Alvarado fue condenado a prisión y trabajos prohibición de 16 meses 'en diciembre de 2013 para informar sobre las denuncias de corrupción por un decano de una universidad estatal. El Estado de Honduras ha ignorado hasta la fecha una sentencia noviembre 2014 por la Comisión Interamericana de Derechos Humanos (CIDH) de suspender la sentencia mientras se investiga el caso. El caso fue destacado por el Relator Especial de la CIDH para la Libertad de Expresión de World Press Freedom Day en 03 de mayo 2015 que subraya la importancia de la despenalización de la difamación en las Américas.

A pesar de los compromisos internacionales del Estado de Honduras a respetar y promover los derechos culturales, escritores en el país han lamentado la falta de inversión en el sector cultural y de una política a largo plazo para promover la formación, la producción y la investigación, sobre todo desde el golpe.
 
El estado también ha fallado en cumplir su promesa de 2010 para firmar y ratificar el Protocolo Facultativo del Pacto Internacional de Derechos Económicos, Sociales y, lo que daría hondureños el derecho a presentar quejas individuales ante la ONU acerca de la violación de estos derechos.

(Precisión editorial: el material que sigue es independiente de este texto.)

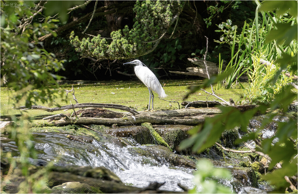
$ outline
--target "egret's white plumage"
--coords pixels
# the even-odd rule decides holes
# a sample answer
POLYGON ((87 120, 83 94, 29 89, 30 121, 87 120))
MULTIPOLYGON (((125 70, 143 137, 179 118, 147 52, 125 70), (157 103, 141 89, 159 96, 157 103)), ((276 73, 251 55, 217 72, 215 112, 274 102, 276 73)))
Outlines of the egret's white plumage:
POLYGON ((159 98, 164 98, 167 97, 167 95, 164 92, 164 90, 160 84, 159 81, 157 79, 157 78, 154 75, 153 73, 145 65, 143 66, 143 64, 139 60, 135 60, 131 62, 126 63, 123 64, 135 64, 134 66, 134 72, 139 79, 140 79, 143 83, 146 86, 149 90, 149 105, 148 106, 148 110, 147 111, 149 110, 150 107, 150 102, 151 97, 152 97, 152 109, 151 111, 154 111, 153 110, 153 98, 154 96, 152 91, 154 91, 157 93, 159 98))

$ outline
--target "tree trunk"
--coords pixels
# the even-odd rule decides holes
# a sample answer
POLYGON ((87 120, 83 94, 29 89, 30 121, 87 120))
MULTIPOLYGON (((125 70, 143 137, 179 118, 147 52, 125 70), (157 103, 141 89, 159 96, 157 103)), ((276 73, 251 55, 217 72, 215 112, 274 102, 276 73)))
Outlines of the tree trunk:
MULTIPOLYGON (((108 6, 113 5, 116 3, 116 1, 105 1, 105 6, 108 6)), ((111 10, 107 10, 105 12, 109 11, 114 11, 115 8, 111 10)), ((107 22, 108 24, 108 30, 109 33, 113 31, 115 31, 121 28, 121 22, 122 19, 124 17, 124 14, 119 14, 118 12, 112 14, 109 14, 105 15, 105 18, 107 19, 107 22)))
POLYGON ((94 124, 108 126, 117 124, 118 126, 123 126, 148 122, 153 124, 181 124, 193 126, 203 123, 205 121, 205 118, 213 116, 204 115, 200 116, 175 117, 138 115, 134 116, 128 116, 120 118, 80 117, 77 119, 72 118, 70 119, 64 118, 55 121, 53 123, 56 125, 60 126, 71 124, 84 125, 94 124))

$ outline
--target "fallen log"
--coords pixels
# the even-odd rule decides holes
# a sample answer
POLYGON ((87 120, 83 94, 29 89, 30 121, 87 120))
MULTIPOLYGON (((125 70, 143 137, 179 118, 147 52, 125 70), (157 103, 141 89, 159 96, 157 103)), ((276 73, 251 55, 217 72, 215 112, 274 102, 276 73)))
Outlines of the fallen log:
POLYGON ((60 107, 55 107, 54 108, 49 108, 43 106, 32 105, 30 108, 28 108, 24 106, 21 106, 18 107, 15 107, 14 108, 15 109, 20 109, 23 110, 30 109, 38 109, 39 110, 45 110, 48 112, 53 112, 54 111, 58 111, 58 110, 61 110, 66 109, 70 109, 73 108, 86 107, 114 108, 127 111, 128 112, 134 115, 139 114, 136 111, 123 105, 99 103, 82 103, 75 104, 63 106, 60 107))
POLYGON ((203 123, 206 117, 213 116, 214 115, 204 115, 199 116, 175 117, 159 117, 148 115, 138 115, 128 116, 121 118, 72 118, 70 119, 64 118, 58 121, 53 121, 55 125, 63 126, 71 124, 89 125, 94 124, 111 126, 117 124, 118 126, 136 125, 143 123, 150 122, 152 124, 181 124, 195 126, 203 123))

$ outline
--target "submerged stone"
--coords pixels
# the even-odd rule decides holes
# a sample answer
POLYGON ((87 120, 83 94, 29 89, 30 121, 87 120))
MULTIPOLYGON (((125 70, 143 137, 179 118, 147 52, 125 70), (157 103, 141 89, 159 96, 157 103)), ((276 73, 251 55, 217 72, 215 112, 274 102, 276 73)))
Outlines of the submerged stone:
POLYGON ((195 164, 192 160, 173 153, 168 148, 160 145, 133 147, 129 148, 128 150, 132 154, 145 156, 146 158, 143 161, 145 163, 150 163, 150 160, 148 159, 151 158, 159 161, 159 164, 164 164, 167 162, 173 166, 195 168, 195 164))
MULTIPOLYGON (((193 127, 182 125, 168 125, 157 127, 154 128, 154 130, 158 133, 172 150, 176 150, 181 141, 189 137, 187 131, 193 127)), ((179 153, 187 154, 191 152, 191 149, 189 148, 179 153)))
POLYGON ((130 137, 141 144, 154 144, 154 138, 147 127, 129 126, 106 129, 105 132, 115 137, 130 137))
POLYGON ((252 168, 234 167, 230 168, 234 177, 243 185, 258 187, 258 181, 255 173, 252 168))

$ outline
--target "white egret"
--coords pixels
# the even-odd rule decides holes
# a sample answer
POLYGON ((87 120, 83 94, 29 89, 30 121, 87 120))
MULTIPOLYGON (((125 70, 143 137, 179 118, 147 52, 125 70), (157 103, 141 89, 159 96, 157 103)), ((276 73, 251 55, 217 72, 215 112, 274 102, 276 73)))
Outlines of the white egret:
POLYGON ((125 63, 123 64, 135 64, 134 66, 134 73, 137 77, 139 78, 143 83, 148 88, 149 90, 149 104, 148 109, 145 112, 149 111, 150 109, 150 102, 152 97, 152 109, 151 111, 156 111, 153 110, 153 98, 154 96, 152 91, 154 91, 158 94, 159 98, 164 98, 167 96, 164 90, 162 87, 159 81, 153 73, 143 63, 139 60, 135 60, 130 62, 125 63), (144 66, 143 66, 143 65, 144 66))

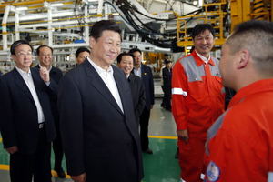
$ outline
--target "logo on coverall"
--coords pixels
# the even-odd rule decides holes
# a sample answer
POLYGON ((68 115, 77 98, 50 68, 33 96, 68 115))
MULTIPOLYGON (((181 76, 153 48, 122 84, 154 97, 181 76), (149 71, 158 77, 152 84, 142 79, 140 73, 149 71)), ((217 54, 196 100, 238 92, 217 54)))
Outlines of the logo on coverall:
MULTIPOLYGON (((220 169, 219 167, 214 163, 214 162, 209 162, 207 171, 206 171, 206 178, 209 182, 215 182, 217 181, 219 178, 220 175, 220 169)), ((207 181, 207 180, 206 180, 207 181)))

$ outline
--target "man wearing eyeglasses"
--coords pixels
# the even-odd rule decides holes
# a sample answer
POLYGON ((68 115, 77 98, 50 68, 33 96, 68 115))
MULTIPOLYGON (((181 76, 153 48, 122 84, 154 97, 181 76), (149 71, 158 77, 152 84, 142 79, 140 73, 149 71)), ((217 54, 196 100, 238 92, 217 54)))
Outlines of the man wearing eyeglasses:
MULTIPOLYGON (((51 77, 51 84, 56 85, 57 86, 61 77, 63 76, 62 71, 52 66, 53 62, 53 48, 46 46, 46 45, 41 45, 37 50, 37 57, 39 60, 39 65, 36 66, 36 68, 40 67, 46 67, 46 69, 49 71, 49 76, 51 77)), ((55 154, 55 165, 54 165, 54 170, 57 173, 58 177, 60 178, 65 178, 66 174, 62 167, 62 159, 64 156, 64 151, 62 147, 62 142, 61 142, 61 134, 59 129, 59 116, 57 111, 57 96, 50 96, 50 105, 51 105, 51 110, 54 116, 55 126, 56 129, 56 137, 53 141, 53 150, 55 154)))
POLYGON ((0 78, 0 128, 10 154, 11 182, 50 182, 51 142, 56 137, 49 96, 56 95, 49 72, 30 68, 33 48, 11 46, 15 67, 0 78))

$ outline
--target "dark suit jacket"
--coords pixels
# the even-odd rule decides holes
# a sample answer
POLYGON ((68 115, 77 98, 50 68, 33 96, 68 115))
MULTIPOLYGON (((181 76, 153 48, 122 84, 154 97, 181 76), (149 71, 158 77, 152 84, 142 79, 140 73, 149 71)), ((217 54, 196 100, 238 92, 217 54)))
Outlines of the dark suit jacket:
MULTIPOLYGON (((56 137, 49 96, 56 88, 47 86, 36 68, 31 68, 35 90, 45 115, 46 139, 56 137)), ((33 96, 15 68, 0 78, 0 128, 4 147, 17 146, 21 153, 33 154, 38 144, 38 116, 33 96)))
MULTIPOLYGON (((134 71, 132 72, 134 74, 134 71)), ((154 76, 152 69, 141 64, 141 80, 145 88, 146 108, 150 109, 155 104, 154 76)))
MULTIPOLYGON (((40 69, 39 65, 37 65, 35 67, 37 69, 40 69)), ((50 76, 50 84, 53 85, 55 86, 55 88, 57 90, 59 81, 63 77, 62 71, 57 67, 52 66, 52 68, 49 72, 49 76, 50 76)), ((59 122, 58 122, 59 121, 59 116, 58 116, 59 114, 58 114, 57 106, 56 106, 57 105, 57 94, 50 95, 49 98, 50 98, 50 106, 51 106, 52 115, 53 115, 54 120, 56 124, 56 126, 59 127, 59 122)))
POLYGON ((128 82, 132 91, 136 118, 138 124, 139 116, 145 107, 145 90, 143 83, 137 76, 130 74, 128 82))
POLYGON ((172 84, 172 69, 169 71, 167 67, 162 69, 163 86, 171 87, 172 84))
POLYGON ((112 67, 124 113, 88 60, 60 82, 58 107, 67 171, 73 176, 86 172, 87 181, 136 182, 143 169, 131 91, 124 73, 112 67))

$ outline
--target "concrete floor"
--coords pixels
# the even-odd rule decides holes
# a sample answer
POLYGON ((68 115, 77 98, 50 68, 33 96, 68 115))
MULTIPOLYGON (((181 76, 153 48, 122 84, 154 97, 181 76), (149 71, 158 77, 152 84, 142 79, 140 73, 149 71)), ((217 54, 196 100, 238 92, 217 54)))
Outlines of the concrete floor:
MULTIPOLYGON (((156 86, 156 89, 157 93, 160 91, 158 85, 156 86)), ((160 93, 157 96, 159 95, 160 93)), ((179 180, 178 162, 174 157, 177 151, 176 124, 171 113, 160 107, 161 100, 161 98, 156 99, 154 108, 151 110, 149 137, 150 148, 154 154, 143 155, 145 178, 142 182, 177 182, 179 180)), ((1 142, 0 164, 5 165, 0 165, 0 169, 7 167, 8 164, 8 155, 3 149, 1 142)), ((54 172, 53 175, 55 175, 54 172)), ((0 170, 0 182, 10 182, 7 169, 0 170)), ((52 182, 72 182, 72 180, 53 177, 52 182)))

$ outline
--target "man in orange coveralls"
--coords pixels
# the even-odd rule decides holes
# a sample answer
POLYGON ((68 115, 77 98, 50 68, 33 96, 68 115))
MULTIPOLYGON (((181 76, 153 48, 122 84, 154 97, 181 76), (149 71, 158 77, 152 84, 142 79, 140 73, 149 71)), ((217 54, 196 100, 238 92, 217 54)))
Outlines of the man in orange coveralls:
POLYGON ((178 136, 181 181, 199 182, 205 173, 207 131, 224 112, 224 87, 218 60, 210 56, 214 29, 201 24, 193 28, 195 50, 173 68, 172 112, 178 136))
POLYGON ((224 85, 237 91, 207 132, 206 181, 273 181, 273 23, 239 25, 222 47, 224 85))

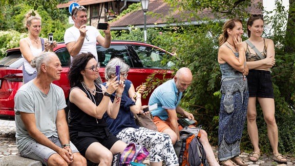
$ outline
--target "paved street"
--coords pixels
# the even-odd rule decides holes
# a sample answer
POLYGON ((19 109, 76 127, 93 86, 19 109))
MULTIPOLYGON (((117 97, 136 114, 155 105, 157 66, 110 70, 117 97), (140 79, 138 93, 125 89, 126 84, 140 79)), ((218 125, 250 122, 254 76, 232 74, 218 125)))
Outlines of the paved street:
POLYGON ((18 153, 14 121, 0 120, 0 157, 18 153))
MULTIPOLYGON (((18 154, 15 144, 15 123, 14 121, 0 120, 0 158, 3 156, 18 154)), ((217 155, 217 148, 212 147, 215 156, 217 155)), ((248 166, 270 166, 270 165, 295 165, 295 159, 291 155, 287 155, 288 162, 287 164, 279 164, 271 159, 271 154, 263 154, 261 159, 253 163, 249 161, 249 154, 242 153, 240 157, 249 164, 248 166)), ((144 161, 144 163, 149 165, 148 160, 144 161)))

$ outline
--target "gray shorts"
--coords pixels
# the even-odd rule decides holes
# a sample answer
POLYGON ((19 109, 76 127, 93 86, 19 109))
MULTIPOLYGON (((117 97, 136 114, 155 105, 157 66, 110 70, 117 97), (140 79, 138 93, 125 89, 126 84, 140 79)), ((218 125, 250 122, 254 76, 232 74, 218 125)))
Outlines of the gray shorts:
MULTIPOLYGON (((56 145, 59 147, 61 147, 61 144, 59 141, 59 139, 54 136, 51 136, 48 138, 50 140, 54 143, 56 145)), ((76 147, 71 142, 70 142, 71 144, 71 149, 72 152, 79 153, 76 147)), ((36 141, 34 141, 30 143, 21 153, 19 153, 20 156, 31 158, 36 160, 39 160, 46 165, 47 165, 47 162, 48 158, 52 155, 57 153, 52 149, 41 144, 36 141)))

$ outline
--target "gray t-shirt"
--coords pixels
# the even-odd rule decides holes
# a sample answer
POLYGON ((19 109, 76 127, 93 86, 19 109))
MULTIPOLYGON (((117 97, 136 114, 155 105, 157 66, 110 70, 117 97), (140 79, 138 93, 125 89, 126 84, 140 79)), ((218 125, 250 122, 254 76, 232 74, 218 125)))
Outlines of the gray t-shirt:
POLYGON ((32 81, 19 88, 14 97, 16 145, 19 152, 34 139, 28 133, 20 112, 35 114, 36 126, 47 137, 58 137, 56 122, 57 111, 67 107, 62 89, 50 85, 48 94, 42 92, 32 81))

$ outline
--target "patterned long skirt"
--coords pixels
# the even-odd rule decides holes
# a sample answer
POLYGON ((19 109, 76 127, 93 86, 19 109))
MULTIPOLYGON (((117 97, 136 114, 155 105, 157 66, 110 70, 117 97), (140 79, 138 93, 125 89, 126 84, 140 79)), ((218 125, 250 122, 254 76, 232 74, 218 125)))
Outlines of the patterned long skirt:
POLYGON ((218 130, 218 159, 224 161, 239 156, 244 130, 249 92, 247 79, 226 78, 221 84, 221 101, 218 130))

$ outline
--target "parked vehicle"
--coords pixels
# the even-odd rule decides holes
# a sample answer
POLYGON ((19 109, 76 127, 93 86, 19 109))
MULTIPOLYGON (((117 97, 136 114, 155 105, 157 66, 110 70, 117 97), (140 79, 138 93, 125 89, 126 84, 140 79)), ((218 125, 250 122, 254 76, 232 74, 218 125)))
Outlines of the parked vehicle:
MULTIPOLYGON (((111 47, 106 49, 97 44, 98 60, 100 63, 99 75, 104 81, 104 67, 109 61, 114 57, 119 57, 130 66, 128 79, 131 80, 135 87, 145 82, 148 76, 159 71, 167 71, 166 77, 171 76, 168 65, 163 65, 161 61, 165 56, 172 54, 157 47, 145 43, 128 40, 113 40, 111 47)), ((70 55, 64 43, 59 43, 54 52, 57 55, 62 67, 59 80, 54 84, 64 90, 66 99, 68 100, 70 86, 67 72, 69 70, 70 55)), ((8 49, 7 55, 0 60, 0 119, 14 120, 14 97, 18 89, 23 85, 23 63, 24 58, 19 48, 8 49)), ((163 78, 161 74, 156 76, 163 78)), ((151 94, 151 93, 150 93, 151 94)), ((150 96, 142 101, 148 105, 150 96)))

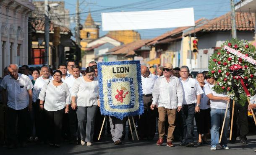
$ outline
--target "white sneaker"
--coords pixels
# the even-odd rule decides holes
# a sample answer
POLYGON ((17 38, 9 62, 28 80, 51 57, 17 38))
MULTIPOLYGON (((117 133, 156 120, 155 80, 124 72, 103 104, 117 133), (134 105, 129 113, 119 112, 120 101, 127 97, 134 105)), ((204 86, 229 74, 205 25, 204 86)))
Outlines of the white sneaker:
POLYGON ((226 145, 221 145, 221 147, 224 150, 229 150, 229 148, 226 145))
POLYGON ((211 150, 216 150, 216 146, 212 146, 212 147, 211 147, 211 150))
POLYGON ((82 145, 85 145, 85 142, 81 140, 81 144, 82 145))

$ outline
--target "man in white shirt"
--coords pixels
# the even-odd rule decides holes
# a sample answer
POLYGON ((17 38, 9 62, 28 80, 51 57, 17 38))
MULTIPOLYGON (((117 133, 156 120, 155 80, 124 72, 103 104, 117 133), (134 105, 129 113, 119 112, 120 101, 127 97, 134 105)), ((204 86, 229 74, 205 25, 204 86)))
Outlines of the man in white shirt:
POLYGON ((17 144, 16 131, 23 147, 26 146, 26 129, 28 111, 32 110, 32 89, 33 84, 26 76, 18 73, 18 66, 11 64, 8 66, 10 74, 6 76, 0 86, 3 88, 3 104, 7 104, 7 123, 9 148, 17 144), (6 97, 6 92, 7 97, 6 97), (8 101, 7 102, 7 98, 8 101), (18 126, 16 125, 18 119, 18 126))
MULTIPOLYGON (((73 86, 74 82, 75 82, 77 78, 81 76, 80 76, 80 70, 78 65, 73 65, 71 69, 71 73, 73 75, 67 78, 65 81, 68 85, 69 91, 71 93, 71 88, 73 86)), ((69 131, 71 135, 70 142, 72 143, 75 143, 78 144, 80 140, 78 140, 78 138, 79 136, 78 136, 77 135, 77 127, 78 125, 76 111, 70 107, 69 111, 68 114, 68 122, 69 123, 69 131)))
POLYGON ((35 114, 36 137, 38 137, 41 141, 45 141, 46 137, 44 136, 44 132, 45 125, 43 123, 44 117, 43 112, 39 110, 38 97, 41 89, 44 84, 49 82, 52 76, 50 76, 50 69, 48 66, 42 66, 40 73, 42 74, 42 75, 37 79, 33 89, 33 109, 35 114))
POLYGON ((153 88, 157 76, 150 73, 146 66, 141 67, 144 113, 140 116, 138 130, 140 140, 147 138, 152 140, 156 133, 157 109, 150 109, 152 103, 153 88))
POLYGON ((163 71, 164 76, 157 78, 154 83, 153 101, 150 108, 154 110, 155 107, 158 107, 159 139, 157 145, 159 146, 163 143, 165 116, 167 114, 169 127, 167 146, 172 147, 174 146, 172 143, 172 134, 175 128, 176 112, 180 111, 182 108, 183 91, 178 79, 172 76, 173 71, 172 64, 165 64, 160 69, 163 71))
MULTIPOLYGON (((211 101, 211 150, 216 150, 217 145, 219 144, 219 130, 222 127, 227 102, 230 99, 225 94, 218 94, 213 90, 213 87, 216 83, 216 79, 214 77, 206 75, 206 80, 209 84, 204 85, 204 91, 206 96, 211 101)), ((228 105, 229 108, 230 105, 228 105)), ((229 127, 230 109, 228 109, 225 125, 222 134, 222 137, 220 142, 221 147, 225 150, 228 150, 227 147, 227 132, 229 127)))
POLYGON ((194 146, 193 132, 195 112, 199 112, 200 109, 201 94, 204 91, 198 82, 195 79, 188 77, 189 70, 186 66, 180 67, 179 78, 183 88, 182 116, 183 132, 180 146, 187 147, 194 146))

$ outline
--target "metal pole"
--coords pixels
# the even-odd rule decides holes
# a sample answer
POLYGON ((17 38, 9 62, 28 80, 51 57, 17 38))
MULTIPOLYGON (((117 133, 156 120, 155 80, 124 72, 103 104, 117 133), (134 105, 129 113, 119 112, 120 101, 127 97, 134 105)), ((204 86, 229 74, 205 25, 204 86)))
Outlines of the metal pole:
POLYGON ((44 0, 44 62, 49 65, 50 19, 48 0, 44 0))
POLYGON ((76 0, 76 43, 78 47, 80 47, 80 18, 79 15, 79 0, 76 0))
POLYGON ((235 13, 234 0, 230 0, 231 5, 231 21, 232 25, 232 38, 236 38, 236 26, 235 25, 235 13))

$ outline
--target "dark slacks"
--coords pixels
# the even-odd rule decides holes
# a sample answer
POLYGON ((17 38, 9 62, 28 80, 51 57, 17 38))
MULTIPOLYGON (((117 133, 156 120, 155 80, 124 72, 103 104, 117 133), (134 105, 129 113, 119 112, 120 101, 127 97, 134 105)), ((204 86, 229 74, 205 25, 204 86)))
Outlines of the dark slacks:
POLYGON ((152 139, 156 133, 157 109, 152 110, 150 109, 152 98, 152 96, 143 97, 144 113, 140 115, 138 125, 138 135, 141 139, 152 139))
POLYGON ((181 115, 183 123, 183 136, 182 142, 187 144, 194 141, 194 118, 195 104, 183 105, 181 115))
POLYGON ((50 142, 51 143, 60 143, 62 121, 65 108, 56 111, 50 111, 44 109, 46 123, 47 124, 47 135, 48 136, 50 142))
POLYGON ((21 110, 15 110, 8 107, 7 109, 7 125, 8 139, 10 144, 16 144, 17 137, 20 142, 26 140, 28 107, 21 110), (18 127, 17 121, 18 120, 18 127), (18 130, 17 130, 18 129, 18 130), (18 133, 17 131, 18 131, 18 133))
POLYGON ((211 125, 211 108, 200 109, 200 112, 195 113, 196 129, 198 134, 209 132, 211 125))
MULTIPOLYGON (((231 125, 233 101, 231 101, 230 103, 230 122, 231 125)), ((240 140, 243 139, 246 140, 247 139, 246 135, 249 132, 247 116, 248 107, 248 102, 246 102, 243 107, 236 102, 235 102, 232 140, 235 140, 236 137, 238 136, 239 136, 240 140)))

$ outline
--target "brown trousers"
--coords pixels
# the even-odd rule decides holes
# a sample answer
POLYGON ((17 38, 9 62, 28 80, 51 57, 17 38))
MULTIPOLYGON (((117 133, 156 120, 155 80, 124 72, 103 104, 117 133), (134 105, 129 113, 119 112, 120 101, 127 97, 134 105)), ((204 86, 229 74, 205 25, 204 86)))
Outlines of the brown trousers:
POLYGON ((172 141, 172 134, 175 128, 174 122, 176 117, 176 109, 167 109, 164 107, 158 107, 158 113, 159 118, 158 119, 158 132, 159 137, 163 138, 165 135, 165 116, 167 114, 169 127, 168 128, 168 134, 167 135, 167 142, 172 141))

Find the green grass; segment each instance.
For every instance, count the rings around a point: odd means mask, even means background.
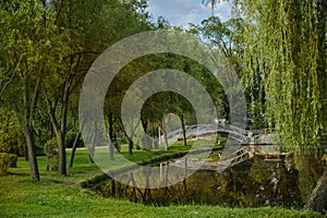
[[[77,150],[69,175],[45,170],[45,157],[38,158],[40,182],[32,182],[28,162],[19,159],[19,168],[0,177],[0,217],[323,217],[312,211],[284,208],[223,208],[205,205],[145,206],[128,201],[104,198],[80,186],[82,180],[100,174],[88,164],[85,150]]]

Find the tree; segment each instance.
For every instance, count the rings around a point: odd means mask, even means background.
[[[4,1],[1,13],[1,72],[8,72],[5,104],[11,105],[24,133],[31,177],[39,180],[35,154],[34,120],[39,97],[41,73],[47,61],[49,41],[46,35],[45,4],[38,1]],[[28,16],[28,19],[25,19]],[[5,84],[9,84],[9,83]],[[4,90],[2,88],[2,90]]]
[[[246,17],[244,84],[251,87],[262,78],[257,88],[265,93],[261,96],[265,105],[259,109],[288,150],[319,157],[326,149],[327,130],[327,2],[235,3]],[[326,210],[326,171],[305,208]]]

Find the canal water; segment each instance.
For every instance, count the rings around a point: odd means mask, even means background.
[[[168,170],[169,165],[166,165]],[[105,197],[118,197],[152,205],[207,204],[223,206],[287,206],[303,205],[299,171],[291,161],[265,161],[255,156],[223,172],[198,170],[191,177],[157,189],[135,187],[134,177],[146,173],[131,171],[129,185],[107,180],[94,189]],[[134,185],[133,185],[134,184]],[[137,186],[137,185],[136,185]],[[306,190],[311,192],[311,190]]]

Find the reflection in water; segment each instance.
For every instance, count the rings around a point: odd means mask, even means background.
[[[178,204],[213,204],[227,206],[264,206],[283,205],[301,206],[299,191],[299,172],[287,167],[284,161],[267,162],[255,157],[240,166],[216,172],[198,170],[186,180],[170,185],[168,170],[173,167],[162,165],[160,177],[154,179],[149,171],[136,170],[121,177],[129,179],[129,185],[117,181],[107,181],[97,190],[106,197],[116,196],[137,203],[169,205]],[[186,170],[186,169],[184,169]],[[174,174],[183,177],[187,172]],[[137,178],[147,182],[160,182],[160,189],[138,189]],[[167,186],[166,186],[167,185]]]

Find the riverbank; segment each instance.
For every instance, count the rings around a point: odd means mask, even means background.
[[[81,182],[101,174],[88,164],[85,150],[76,153],[69,175],[47,172],[46,158],[38,157],[40,182],[29,179],[28,162],[19,159],[17,168],[0,177],[1,217],[323,217],[312,211],[284,208],[223,208],[205,205],[145,206],[128,201],[104,198]]]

PEN Internacional pide a las autoridades hondureñas a:

· Mejorar las investigaciones de los crímenes contra periodistas mediante el desarrollo de recursos adecuados, protocolos especializados dentro de la Oficina del Fiscal Público (Ministerio Público) que priorizan cualquier vínculo con su profesión, y garantizando que todos los fiscales y policías que participan en este tipo de investigaciones tienen un conocimiento profundo de la labor periodística y los derechos humanos

· Asegúrese de que la nueva ley de protección al periodista se aplique con eficacia a través de suficientes recursos financieros, humanos y técnicos y la participación significativa de los periodistas y otros organismos representativos de la sociedad civil

· Despenalizar la difamación y que sea un delito civil

· Revisar la Ley de Secretos Oficiales y clasificación de la información para asegurarse de que no se puede utilizar para restringir ilegalmente el derecho a la libertad de expresión, que incluye el derecho a recibir información

· Derogar la Ley Especial de Interceptación de Comunicaciones Privadas y asegurar que se revisan que todas las prácticas actuales de vigilancia para garantizar que se cumplen las normas internacionales sobre el derecho a la privacidad y la libertad de expresión

· Desarrollar e implementar una política nacional adecuadamente financiado y no discriminatorio para fomentar la formación, la producción y la investigación en la cultura y las artes en plena consulta con todos los sectores de la sociedad civil

· Firmar y ratificar el Protocolo Facultativo del Pacto Internacional de Derechos Económicos, Sociales y Culturales

Para leer las recomendaciones completas del PEN, haga clic aquí

 

Para firmar una petición al Estado hondureño a suspender la sentencia de Julio Ernesto Alvarado en línea con la decisión de la CIDH, haga clic aquí (sólo en español)

 

Para leer una declaración del PEN Honduras, haga clic aquí.

Unas 51 organizaciones se aglutinaron en la Plataforma EPU Honduras con el objetivo de hacer incidencia para que el Estado de Honduras pase de las palabras a los hechos.

Informe de Pen Internacional ante el Consejo de Derechos Humanos de la ONU: La libertad de expresión y los derechos culturales se socavan

El Examen Periódico Universal (EPU) es un nuevo y único mecanismo del Consejo de Derechos Humanos (el Consejo) con el objeto de mejorar la situación de derechos humanos en el terreno de cada uno de los 193 Países miembros de la ONU.